Snow Brand has done it again. Although the company explains that attaching a new expiry date to the produce following a specified procedure is perfectly legal, and the health authorities concur, the incident was revealed at the worst moment, when the whole Snow Brand group was viewed with suspicion not only by the law enforcement arm but also by the general public.

Only a few days ago, it was announced that the Snow Brand Food Products would be dissolved shortly, by its parent Snow Brand Milk Products. It is almost strange that the executives of the company had even for a moment dreamed of the possibility of rehabilitating the company, after all those wrong doings that became public in the past couple of months.

It is apparent that the people involved were obsessed with the notion that the company is of the utmost importance, taking precedence over society and law. The attitude is, however, more or less shared by many corporate workers and executives in Japan. You belong to a company instead of work for a company. The company, and the fellow workers are considered as a clan, rather than an objective oriented group of people bound with contractual arrangements. They begin to feel as though you would be worthless as a person if you lose your position in the company, and a distorted sense of loyalty creeps into them. This is a sentiment which had been pointed out as a remote cause for many of the corporate crimes in the past, though to be sure, it would rarely go so far as to commit a serious crime.
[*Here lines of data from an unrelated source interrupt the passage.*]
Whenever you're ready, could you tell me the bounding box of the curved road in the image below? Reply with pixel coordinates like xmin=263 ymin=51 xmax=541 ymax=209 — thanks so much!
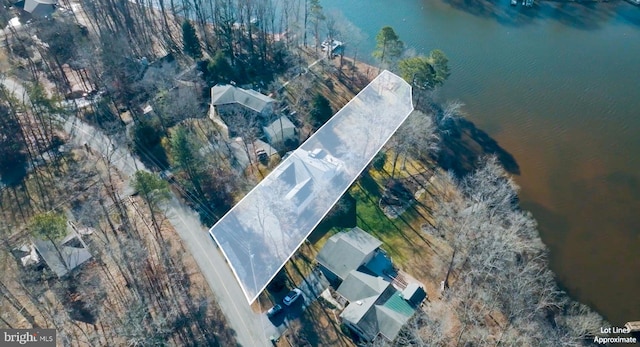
xmin=1 ymin=77 xmax=274 ymax=347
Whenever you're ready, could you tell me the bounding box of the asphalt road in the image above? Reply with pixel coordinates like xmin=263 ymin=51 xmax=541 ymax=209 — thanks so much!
xmin=1 ymin=77 xmax=276 ymax=347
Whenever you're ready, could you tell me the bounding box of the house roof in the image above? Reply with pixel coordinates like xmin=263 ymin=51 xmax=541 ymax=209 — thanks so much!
xmin=15 ymin=0 xmax=57 ymax=16
xmin=340 ymin=294 xmax=411 ymax=342
xmin=211 ymin=85 xmax=274 ymax=114
xmin=337 ymin=270 xmax=390 ymax=303
xmin=316 ymin=227 xmax=383 ymax=280
xmin=34 ymin=232 xmax=92 ymax=277
xmin=340 ymin=295 xmax=378 ymax=325
xmin=375 ymin=305 xmax=409 ymax=341
xmin=384 ymin=291 xmax=417 ymax=317
xmin=401 ymin=283 xmax=427 ymax=305
xmin=273 ymin=149 xmax=342 ymax=211
xmin=263 ymin=116 xmax=296 ymax=140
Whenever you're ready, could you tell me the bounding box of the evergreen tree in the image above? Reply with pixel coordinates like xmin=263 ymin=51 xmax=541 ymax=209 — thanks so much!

The mood is changing, they say, among younger generation. Many youngsters coming to working age choose not to be employed full time by companies and prefer to be part time workers. They say they would not feel comfortable to subscribe to a corporate culture. A Japanese jargon created from English, "freeter" ('permanent part-timer') appropriately expresses this phenomenon. To what extent, though, the young people really dislike a full time job needs to be scrutinized. As many freeters are reported to be such not by choice, but simply because they cannot find jobs. It might be a phenomenon only to show the grave situation of Japanese labor market, a reflection of the depressed economy.